Isla Verde
What it is testing
Isla Verde is a small interactive world built to probe a specific question: what happens to a game when the NPCs are not running scripted dialogue trees, but a language model that has been told who they are, what they know, and what they are trying to hide? You walk around a top-down map, interview characters, examine objects, and have to piece together what happened in a mystery whose suspects all have their own agendas.
The framing is a detective game because detective games are exactly the place this question gets interesting. Every conversation has stakes: you are not just chatting with an NPC, you are trying to extract a fact from a character who has a reason to lie. Whether a game-shaped LLM can hold up under that pressure is the experiment.
Bartering and persuading the model
The thing that makes the project interesting to play, not just to watch, is that the LLMs do not just answer your questions. Each NPC has a private secret and a cooperation level that moves as you talk to them. Approach the suspect with bare accusations and they shut down. Bring up something they care about (their daughter, the broadcast tape, the chemical plant) and they soften. Confront them with a piece of evidence you found in someone else's testimony and they may flip the entire scenario open.

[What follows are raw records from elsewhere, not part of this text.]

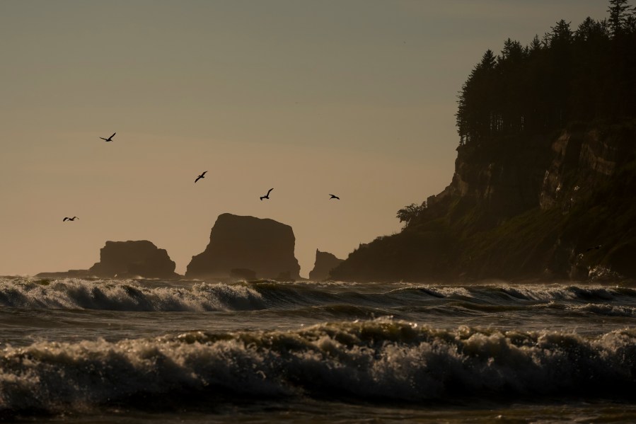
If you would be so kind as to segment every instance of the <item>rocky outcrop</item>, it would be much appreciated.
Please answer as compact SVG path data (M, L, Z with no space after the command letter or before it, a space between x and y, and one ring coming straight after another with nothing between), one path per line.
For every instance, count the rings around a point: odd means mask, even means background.
M165 249L147 240L107 241L100 251L100 261L88 270L100 277L143 277L177 278L175 264Z
M322 281L329 278L329 273L339 265L344 259L339 259L329 252L321 252L316 249L316 263L313 269L309 272L309 280Z
M205 250L187 265L190 278L221 277L232 270L253 270L258 278L300 278L294 256L291 227L269 219L222 214L210 232Z
M636 278L635 141L627 120L461 146L452 182L417 219L361 246L331 276Z
M40 273L40 278L163 278L181 277L166 249L147 240L106 241L100 251L100 261L88 270Z

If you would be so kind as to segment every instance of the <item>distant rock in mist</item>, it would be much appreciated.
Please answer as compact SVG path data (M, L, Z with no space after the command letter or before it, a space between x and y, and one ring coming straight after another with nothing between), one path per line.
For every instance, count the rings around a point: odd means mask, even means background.
M329 278L329 273L337 267L344 259L339 259L329 252L321 252L316 249L316 263L313 269L309 273L309 280L321 281Z
M294 256L295 243L289 225L222 214L212 227L209 243L202 253L192 256L185 275L226 278L242 269L253 271L258 278L298 280L300 265Z
M147 240L106 241L100 251L100 261L88 270L69 270L61 273L40 273L41 278L178 278L175 264L166 249L160 249Z
M88 273L105 277L177 278L175 267L166 249L147 240L107 241L100 251L100 261Z

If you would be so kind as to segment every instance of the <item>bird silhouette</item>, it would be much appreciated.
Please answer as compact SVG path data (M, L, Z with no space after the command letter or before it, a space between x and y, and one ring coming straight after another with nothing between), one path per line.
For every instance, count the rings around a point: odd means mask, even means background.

That dynamic is the design centre of the project. You are bartering for information against a model that is trying to protect its character's secret, persuading it the way you would persuade a person, and watching it respond in kind. The richer the persuasion, the more cooperative the model gets. The flimsier the pretext, the more it stonewalls. It is the closest I have seen a generative NPC come to feeling like a real social interaction inside a game.
Holding the model accountable
The risk with a free-form LLM detective is that the player can talk a model into agreeing with any plausible-sounding accusation. That kills the genre. Isla Verde solves this by separating writing from judging. The LLM writes every line of dialogue; a structured case file (suspects, motives, evidence) judges the final accusation against the scenario's hidden truth. The model can be persuaded to say a lot of things, but it cannot decide who actually did it. That is determined by which evidence the player surfaced.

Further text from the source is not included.